If a client shows any difficulty with orientation to new places, regardless of level of vision, then the Stuart Tactile Maps test can save hours of frustration and futile attempts to teach orientation strategies to a person who cannot learn mental maps. This energy can be better spent learning non-spatial strategies to navigate the environment.
These two tests have been used with congenitally blind children as young as five, adults who have ultra-low vision from retinal problems, and many sighted O&M specialists (under blindfold). The results are surprising. There are five year olds and adults blinded by acquired brain injury who understand complex spatial relationships and are brilliant mental mappers. Conversely, there are fully sighted O&M specialists who drive to their clients’ homes, but struggle with these tests of spatial cognition, and who have much to teach us about non-spatial methods for navigation.
Learning Outcomes
By the end of this webinar, participants will be able to:
- Explain the different functions of the right parietal lobe and the right hippocampus in spatial orientation.
- Identify three situations when working with clients, where assessing with the Stuart Tactile Maps would be appropriate.
- Identify five strategies for navigation that don’t depend on mental mapping.
Session 5: An O&M Toolkit
Presented by Dr Bronwyn Scott
This session will review principles of assessment in early childhood.
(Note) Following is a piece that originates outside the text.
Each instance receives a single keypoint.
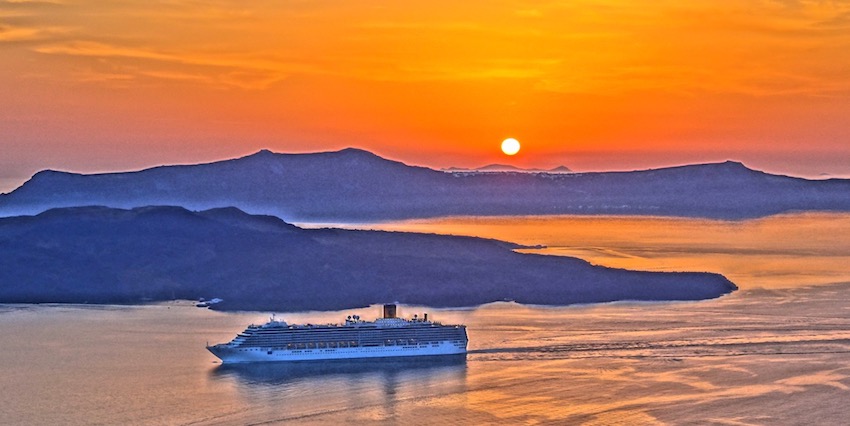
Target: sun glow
(510, 146)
When working with this age group, O&M specialists need to use a range of professional and clinical assessment tools to identify children’s strengths and design programs that best support each child’s learning and development. This session will review early childhood specific assessment tools, including eco-maps and routines-based assessments, and discuss how these can be linked to specific O&M assessments such as the O&M Inventory and the Texas 2-STEPS.
Learning Outcomes
At the end of this session, participants will be able to:
- Understand how the principles of early childhood best practice inform the assessment process.
- Identify assessment tools suitable for use with children aged 0 – 8 years.
- Describe how outcomes from tools such as eco maps and routine based assessments can inform O&M assessment and program design.
This series will contribute 5 PD hours towards COMS re-certification with ACVREP as it addresses the Core Domains of the OMAA O&M Framework.